The cobblestone streets
The steeples looking down
On the Battery
The Topsails and the Clydesdales
Pulling people all around
The ocean breeze and the live oak trees
God, I'm gonna miss this town, but
You can have Charleston
The steeples looking down
On the Battery
The Topsails and the Clydesdales
Pulling people all around
The ocean breeze and the live oak trees
God, I'm gonna miss this town, but
You can have Charleston
-
Darius Rucker
Saturday 29 August
Our first stop of the day was
another military-themed one: Patriot’s Point, which sits across the harbour in
Mt Pleasant, and is home to the USS Yorktown aircraft carrier that saw a lot of
action in the Pacific Theatre of World War two and was part of the mission to
bring in the Apollo 8 astronauts; a battleship, the USS Laffey and a submarine,
the USS Clamagore.
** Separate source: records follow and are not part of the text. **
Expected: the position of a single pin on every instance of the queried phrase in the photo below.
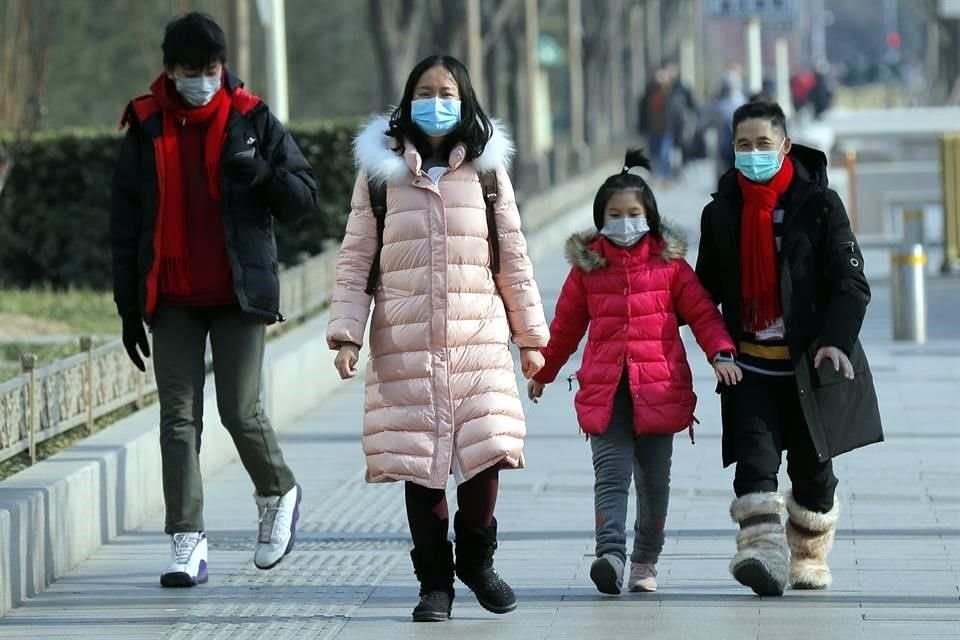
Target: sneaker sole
(497, 610)
(293, 534)
(431, 617)
(181, 580)
(752, 573)
(604, 576)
In an effort to compare it to something back home, Patriot’s
Point is kind of like the Maritime Museum in Sydney, only on a larger scale.
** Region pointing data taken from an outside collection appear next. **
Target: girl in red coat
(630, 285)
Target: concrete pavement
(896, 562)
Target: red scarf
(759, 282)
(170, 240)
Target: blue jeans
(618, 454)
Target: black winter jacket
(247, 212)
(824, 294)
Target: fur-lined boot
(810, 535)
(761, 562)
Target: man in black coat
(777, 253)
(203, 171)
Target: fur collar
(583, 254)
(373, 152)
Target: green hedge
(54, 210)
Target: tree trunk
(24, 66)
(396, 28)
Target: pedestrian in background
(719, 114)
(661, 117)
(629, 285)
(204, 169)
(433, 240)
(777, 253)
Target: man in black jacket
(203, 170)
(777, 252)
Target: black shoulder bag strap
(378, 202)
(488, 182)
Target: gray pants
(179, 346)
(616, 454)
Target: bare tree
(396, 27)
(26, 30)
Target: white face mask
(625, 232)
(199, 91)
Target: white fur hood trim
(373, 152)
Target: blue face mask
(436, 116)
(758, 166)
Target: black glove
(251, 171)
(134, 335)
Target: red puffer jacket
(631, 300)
There’s nothing quite so mammoth
as an aircraft carrier. It seems big from the flight deck – and it really is –
it’s the levels underneath and everything they cram in to make the vessel just
like a functioning city (albeit on a much smaller scale) that’s so impressive.
There’s not much headroom, there’re trip hazards everywhere, and you wouldn’t want
to be claustrophobic. I’m not usually one to worry
The best thing about Patriots
Point? The helicopter ride that took us out over Charleston Harbour. Surprisingly
cheap, we got to see all the forts, plenty of beaches, the neighbourhoods on
the far side of the harbour where the rich, famous and influential live, and,
of course, a great bird’s eye view of the famous old city itself. There are few
things more exhilarating than a helicopter ride. If you ever get the chance, don’t
pass it up!
I’ve seen Gettysburg in
Pennsylvania and Antietam in Maryland, two of the bloodiest battles in American
history, and Appomattox Court House in Virginia, where Robert E. Lee finally
surrendered the Army of Northern Virginia to Ulysses S. Grant’s Federal Army.
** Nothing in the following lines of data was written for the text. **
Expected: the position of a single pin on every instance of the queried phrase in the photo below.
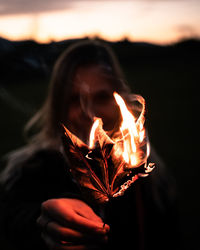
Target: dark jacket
(143, 218)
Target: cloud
(187, 30)
(9, 7)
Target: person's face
(92, 95)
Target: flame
(92, 133)
(131, 143)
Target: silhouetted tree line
(29, 60)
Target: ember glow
(133, 133)
(110, 164)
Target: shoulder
(41, 166)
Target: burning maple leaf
(102, 168)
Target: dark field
(167, 77)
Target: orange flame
(131, 145)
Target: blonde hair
(45, 124)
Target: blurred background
(158, 45)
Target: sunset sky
(158, 21)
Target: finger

The fact that I’ve seen the sites of two major battles and where the war, at
least in the east, came to an end, but not where the madness of the Civil War
started always seemed strange to me, and so, visiting Charleston, the top thing
on my list was to visit Fort Sumter. After lunch, I was able to tick that off
my bucket list.
Sitting in the middle of the vast Charleston
Harbour, Fort Sumter (which we’d previously seen from the helicopter) was held
by Federal troops under Major Robert Anderson, after they had abandoned the
indefensible Fort Moultrie, taking some cannons with them and spiking the rest.
That was seen as an act of war by the locals.
On Thursday April 11, 1861,
Confederate General P.G.T “Pierre” Beauregard sent three aides to demand
Anderson’s surrender, and when that suggestion was turned down, Beauregard
authorised Colonel James Chestnut Jr. to decide whether the fort should be
taken by force. As we now know, Chestnut eventually ordered the guns in Fort
Johnson to open fire on the Union stronghold.
These days, Fort Sumter – like so
many other Civil War sites – is a hugely popular national park destination, immaculately
maintained and restored (aside from the casing for new batteries installed in
the early 1900s) to how the fort looked back in 1865 when it was the focal
point of a nation divided. The walls aren’t as high as they were four years
before that, after so much bombardment, first by the Confederates on Anderson’s
men and then by Union forces later in the war.
Fort Sumter from the helicopter |
Sumter is accessible only by ferry,
run by a private tour company with blessing from the National Parks department
in the same vein as the Statue of Liberty and Ellis Island ferries in New York
City. It’s a pleasant thirty-minute cruise out to the mouth of the harbour,
with a very interesting narration there and back. You have about an hour to
look around the fort before the return trip. The museum is fascinating, but the
entire place is like being in a museum. It was a very fascinating few hours.